Coming full circle from my former partner’s observations of client morbidities in their 70’s, I too have a morbidity story to tell. First, during my 70s (I will turn 77 this year), I have amassed the following morbidities: three major surgical joint replacements due to severe arthritic changes in my legs, hips, and knees; a radical prostatectomy for genetically acquired prostate cancer; and maybe well-controlled blood sugar levels and blood pressure through medication, weight loss, diet and exercise. Those morbidities are each associated with risks of actual mortality.
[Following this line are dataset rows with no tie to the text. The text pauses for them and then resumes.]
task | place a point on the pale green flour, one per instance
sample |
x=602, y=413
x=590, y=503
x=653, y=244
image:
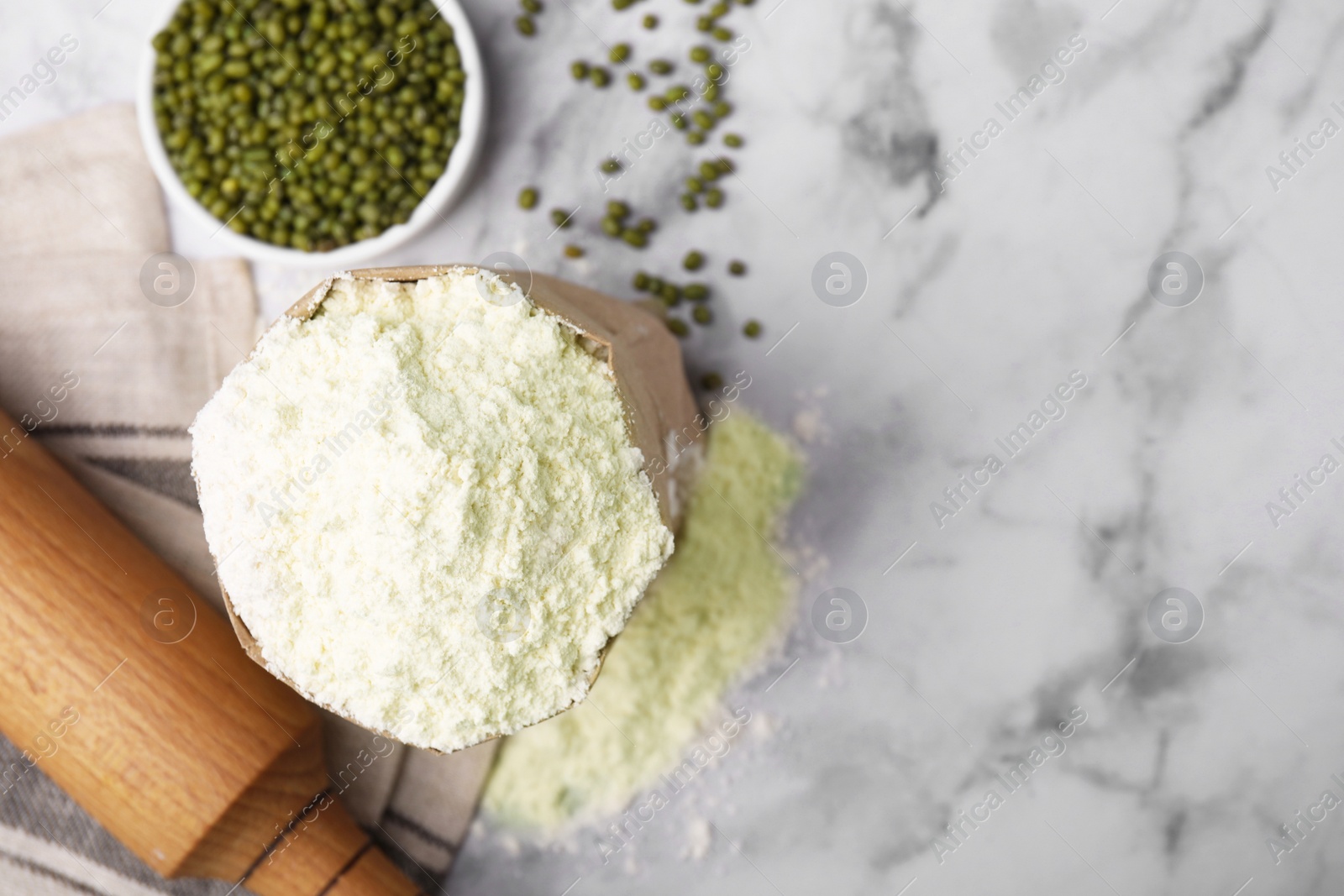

While I know that each of us will achieve mortality (not immortality), my strategy has been to stay active—walk three miles plus per day, exercise my brain with serious (historical topics) readings, writing for VOE, Experience, and perhaps more broadly—I think I might have a book in me about my trial career. Because there is dementia in my family, I regard my brain exercise activity as my most important response to my own morbidity. And the rest of that response includes retirement, world travel (assuming that there is a safe way to do so), and enjoying my wife and grandchildren and 101-year-old mother.